Relief from forfeiture has its origins in the law of real property but also applies to other property, including ships.

Relief from forfeiture

Relief from forfeiture is an equitable doctrine which operates to protect a party from the forfeiture of a property or possessory right where the purpose of the right of forfeiture is to secure the payment of money, or some other stated result which can be achieved through legal proceedings. It has its origins in the law of real property[8] but also applies to other property, including ships.[9] It applies, in particular to bareboat charters (and hence leases) of ships where ‘the object of the transaction is essentially to secure the payment of money’, especially where there is a lessee purchase option or, even more so, a lessee purchase obligation.

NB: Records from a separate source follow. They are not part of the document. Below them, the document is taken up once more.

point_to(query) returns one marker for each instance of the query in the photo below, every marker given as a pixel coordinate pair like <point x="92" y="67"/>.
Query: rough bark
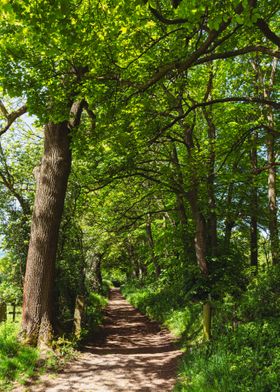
<point x="212" y="217"/>
<point x="152" y="246"/>
<point x="186" y="241"/>
<point x="52" y="177"/>
<point x="48" y="207"/>
<point x="200" y="231"/>
<point x="3" y="312"/>
<point x="78" y="315"/>
<point x="96" y="271"/>
<point x="272" y="186"/>
<point x="254" y="207"/>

In a case involving the ship ‘Jotunheim‘, relief was not granted to a charterer to prevent an owner from repossessing a ship where the charterer had been late in paying instalments of hire early on in the charter (the first three monthly instalments payable under a four year charter). The charterer was obliged to buy the ship at the end of the charter period, which was relevant but in the circumstances not enough for relief to be granted.  Since relief from forfeiture is a discretionary equitable remedy it is not altogether easy to be definitive about when it would or would not be granted. It was granted in another case (not involving a ship)[10] where the leases were finance leases which were well into their term and where the lessee had substantially all the economic interest in the assets.

In the context of ship leasing transactions it is possible to draw some principles or conclusions which may be of practical guidance:

  • The essence of the doctrine is to protect a lessee from loss of a proprietary or possessory right through a technicality where the lessor does not suffer any real harm. It might be said that it operates when one party (the lessee) stands to lose a lot if another party (the lessor) exercises a right but the party with the right stands to lose little by not exercising it;
  • It is more likely to be engaged where a lessee has a purchase option and even more likely to be engaged where the lessee has a purchase obligation;
  • It is more likely to be engaged later rather than earlier in the term of the lease, when the lessee has paid substantial amounts of hire;
  • Accordingly, substantial prepayments of hire, seller’s credits, or equity contributions by the lessee are relevant;
  • It is more likely to be engaged in the case of a finance lease rather than an operating lease, i.e. in a lease where the lessee’s main interest is in receiving money and it has no primary exposure to the residual value of the ship;
  • It is not likely to be engaged where the lessee does not make good any default; and
  • Because its purpose is to protect a proprietary or possessory interest it does not apply to a time charter.[11]

Accordingly, particular care should be taken by lessors considering terminating leases for lessee default where the doctrine of relief from forfeiture might come into play.

[1] The position is very different under US and New York law, as will be addressed in a future briefing.

[2] For example, Panama requires 20 days notice from mortgagee to the owner before the mortgagee exercises a power of private sale.

[3] 1952 Arrest Convention, Article 1(1)(d).

[4] 1952 Arrest Convention, Article 3(4).

[5] 1952 Arrest Convention, Article 3(4).

[6] The Chem Orchid [2015] 2 Lloyd’s Rep. 666.

[7] The Hako Fortress [2013] FCAF 21.

[8] Shiloh Spinners v Harding (HL) [1973] AC 691.

[9] On Demand plc v Gerson plc (CA) [2004] 4 All ER 734. More OG Romsdal Flykesbatar AS v The Demise Charterers of Ship ‘Jotunheim’ (The Jotunheim) [2004] EWHC 671 (Comm).

[10] On Demand v Gerson (see footnote 9 above).

[11] Scandinavian Trading Tanker Co AB v Flota Petrolera Ecuatoriana (The Scaptrade) (HL) [1983] 2 AC 694.  However, although there is no authority on the point, it is possible to speculate that the doctrine might apply where a time charterer has a purchase option or purchase obligation.